“Antes de mi vida también me abrí
ebrio de poesía/sobrio de prosa
al imperio del sentimentalismo…”
Rolando Revagliatti
Después quien sabe, por cualquier abril desvanecido,
conciba algo más que unos pocos versos impresentables:
no soy solo capaz de subsistir; otras vidas me rasgaron la piel;
no obstante, mis dedos escupen letras.
Me cristalizo; ignoro las palabras disecadas,
la opulencia y la arrogancia anárquicas
- dilapidé ciertos poemas solutos;
palpé superficies inciertas, previstas en mi destino;
un hombre escarbó, debajo de mis sienes, otro mundo-
No obstante, mis dedos chorrean letras
y las capto en exóticas incertidumbres,
la decepción entre las manos
-¡maravillosas ausencias! –
Regurgito; las palabras brotan como una lluvia
de abecedarios ácidos, breñas intensas por doquier erizadas:
un esqueleto de espigas y motivos.
Por mi mundo voy, aspirando circunstancias
como semillas de probabilidades, sales minerales:
artimañas de una realidad, absolutamente tenaz
incapaz de rebautizar sus desengaños.
Junto al vuelo de los años, un modo de insensatez,
por delante de las nubes – por encima de la luz -
me ha sido otorgado a cambio de nada.
Fui absuelta del pecado de sobrevivir,
-anagrama nocturno, herencia de desarraigo -
Cada verso impresentable, cada escrito
- me repito –
no perecerá apenas por ser impresentable
y sostenerlo es como dialogar con fantasmas
mano a mano, obsequiarles alguno que otro chisme.
Sobre la raíz de una palabra flota un verso
—acá, circunstancialmente, apenas, casi impredecible—
ahora, hasta siempre, en una línea imaginaria
por cada uno de las luchas diarias.
La razón de mi náusea es el puro amor,
una línea que incluye mis desvelos:
una línea compuesta de palabras mordientes
que me sangra en los dedos.
Fui mendigo, para que negarlo y además,
me robé demasiadas horas de sueño,
de conceptos difusos que ardieron en mis lagrimales
con la honestidad de un loco constipado,
y de todo,
dejo huellas homicidas
- asesiné cada vacío hasta desangrarlo -
y la luz de cada poema me redime de culpas.
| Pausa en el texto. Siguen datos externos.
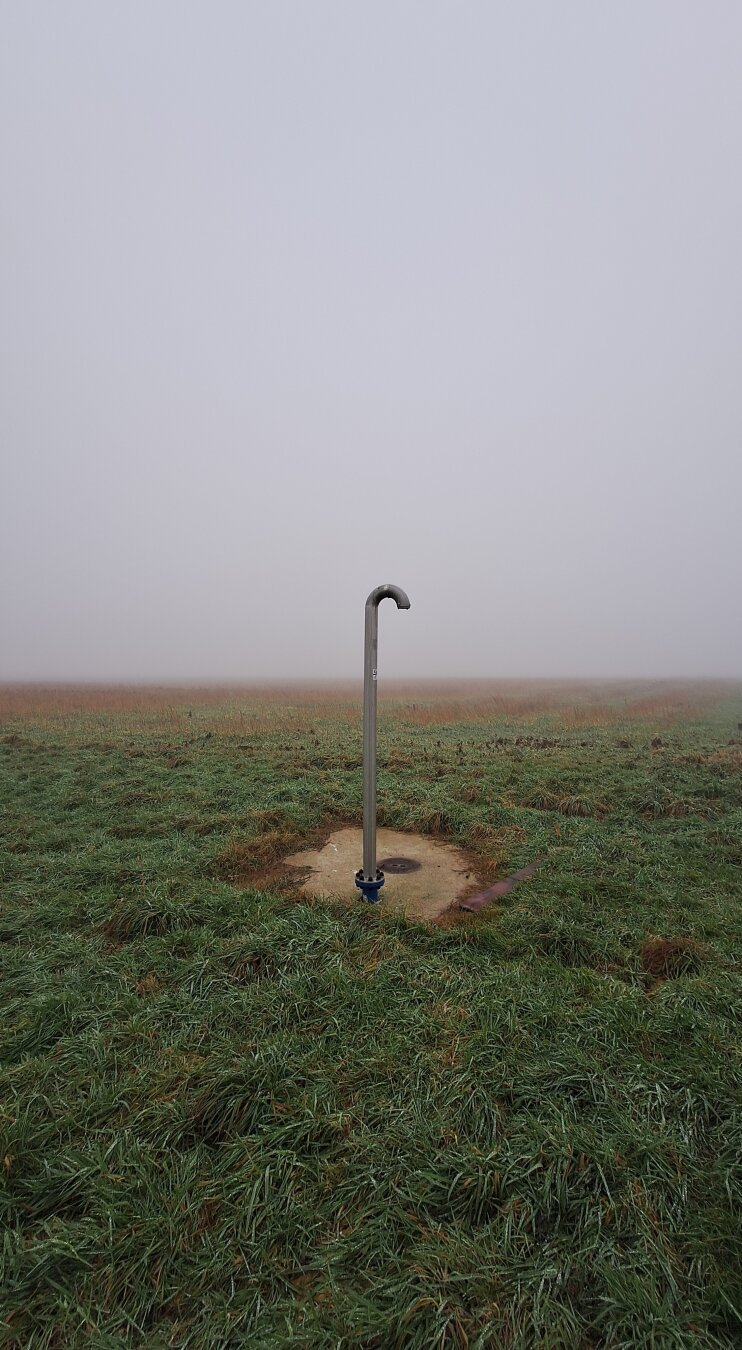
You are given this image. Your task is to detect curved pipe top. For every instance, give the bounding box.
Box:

Escupo; permanezco a resguardo del verdugo
no me quedo a merced de los infiernos
no claudico ante la evidencia del mortal
no me escondo detrás de los telones
no me impacta la imagen del hambriento
no me endulza el oído la soberbia
no están entre santos mis colegas
no soy amante sólo ante la ley de Dios
no levanto banderas de impiedad
no tengo noches de desvelo por venganza
regurgito; doy la vida por mis versos
y los guardo en lo profundo de mi escote.